Toolbox

The essential tools for working with Detectron2’s object detection models, i.e. ginjinn new, ginjinn train, ginjinn evaluate, and ginjinn predict, have already been introduced in Getting Started. Here, we give an overview over additional functionality provided by GinJinn2. For command-specific details, please also have a look at the corresponding help pages.

Object Cropping

Sometimes it is necessary to crop annotated objects from the corresponding images. GinJinn2 provides such functionality in two ways:

Arbitrary COCO datasets consisting of an annotation file and an image directory can be cropped using the ginjinn utils crop command. In this case, a new annotation file referring to the cropped sub-images will be created as well.
When predicting from a trained object detection model with ginjinn predict, cropped objects (sub-images only) can be saved directly using the -c/--crop option.

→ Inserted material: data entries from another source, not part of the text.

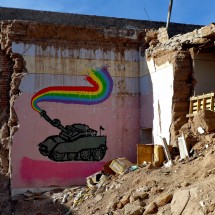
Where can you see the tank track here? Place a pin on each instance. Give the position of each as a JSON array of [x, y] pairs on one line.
[[91, 154]]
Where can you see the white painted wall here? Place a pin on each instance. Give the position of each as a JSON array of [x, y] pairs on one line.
[[162, 91]]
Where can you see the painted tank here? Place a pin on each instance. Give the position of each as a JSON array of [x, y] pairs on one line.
[[76, 142]]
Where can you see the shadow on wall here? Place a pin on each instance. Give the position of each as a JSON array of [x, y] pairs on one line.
[[5, 199]]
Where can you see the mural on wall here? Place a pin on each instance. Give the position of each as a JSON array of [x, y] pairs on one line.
[[76, 142]]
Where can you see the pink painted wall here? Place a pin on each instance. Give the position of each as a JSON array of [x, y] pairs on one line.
[[119, 115]]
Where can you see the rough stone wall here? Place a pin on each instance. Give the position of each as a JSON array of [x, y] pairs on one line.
[[179, 51], [11, 72]]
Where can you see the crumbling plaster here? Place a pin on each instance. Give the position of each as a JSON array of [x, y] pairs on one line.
[[12, 70]]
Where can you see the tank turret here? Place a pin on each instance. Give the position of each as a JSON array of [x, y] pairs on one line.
[[75, 142]]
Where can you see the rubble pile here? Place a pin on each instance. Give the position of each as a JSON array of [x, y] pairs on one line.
[[184, 188]]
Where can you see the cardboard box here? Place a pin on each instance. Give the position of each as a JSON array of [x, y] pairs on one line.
[[119, 165], [145, 152]]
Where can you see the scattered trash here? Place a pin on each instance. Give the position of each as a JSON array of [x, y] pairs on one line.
[[200, 130], [169, 162], [119, 165], [183, 147]]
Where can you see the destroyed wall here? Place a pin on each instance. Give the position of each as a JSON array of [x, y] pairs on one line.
[[62, 55], [191, 57], [203, 65]]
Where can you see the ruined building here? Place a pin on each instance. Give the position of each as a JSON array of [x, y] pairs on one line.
[[89, 89]]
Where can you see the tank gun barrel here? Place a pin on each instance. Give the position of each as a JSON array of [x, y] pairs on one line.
[[55, 122]]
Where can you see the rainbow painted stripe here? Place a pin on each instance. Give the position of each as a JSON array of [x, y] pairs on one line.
[[102, 85]]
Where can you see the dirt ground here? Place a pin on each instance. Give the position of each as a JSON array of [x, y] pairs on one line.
[[185, 188]]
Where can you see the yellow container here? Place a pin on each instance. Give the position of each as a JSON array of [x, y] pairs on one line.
[[145, 153], [159, 156], [119, 165]]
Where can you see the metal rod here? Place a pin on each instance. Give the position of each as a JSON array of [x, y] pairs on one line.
[[169, 14]]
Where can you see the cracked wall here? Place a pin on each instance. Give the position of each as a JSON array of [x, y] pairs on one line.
[[11, 72], [59, 56]]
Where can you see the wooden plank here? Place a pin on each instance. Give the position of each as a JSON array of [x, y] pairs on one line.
[[191, 107], [212, 103], [198, 105], [202, 96]]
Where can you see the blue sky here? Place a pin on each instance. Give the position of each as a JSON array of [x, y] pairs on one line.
[[184, 11]]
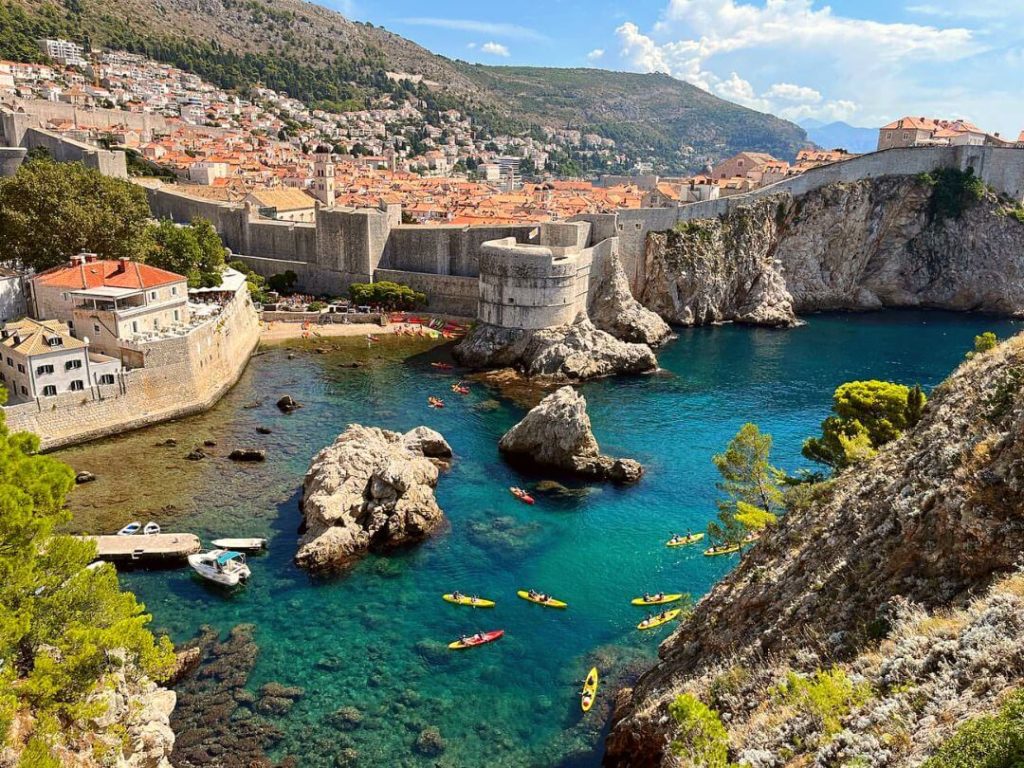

In either case, rectangular bounding boxes, each enclosing an object, are cropped from the original images. If you want to crop instance segmentations (ginjinn utils crop -t segmentation ...), GinJinn2 ignores the “bbox” entries from the annotation file and recalculates bounding boxes for cropping based on the “segmentation” entries instead.

Both ginjinn utils crop and ginjinn predict allow to extend the cropping range beyond the bounding box of an object via the -p/--padding option. If, for instance, the cropped images are intended to be used to train a model, it may be advisable to prevent objects from touching the image borders. To completely disable padding, simply specify --padding 0.

Dataset Filtering

GinJinn2 offers two commands for dataset filtering:

ginjinn utils filter_cat: Filter objects by their category.
ginjinn utils filter_size: Filter objects (or parts of them) by size.

ginjinn utils filter_cat

For the simulated dataset created in Getting Started, the following command could be used to create a new annotation file with only one object category “circle” (-f circle):

ginjinn utils filter_cat \
    -a shapes_ds/annotations.json \
    -o shapes_ds_filtered \
    -f circle

Here, -a shapes_ds/annotations.json denotes the annotation file to be filtered while -o shapes_ds_filtered sets the output directory. To specify multiple categories, the -f option has to be used repeatedly (e.g. -f circle -f triangle). -d/--drop would invert the default behavior and discard the specified categories instead of keeping them.

If you explicitely specify a directory comprising the annotated images (-i shapes_ds/images), a new, filtered image directory will be created as well. In example above, the latter would only contain images with at least one annotated circle. Note that, in order to save disk space, these filtered images are not copied, but hard-linked by default. This means that the same single image file may then appear under different paths.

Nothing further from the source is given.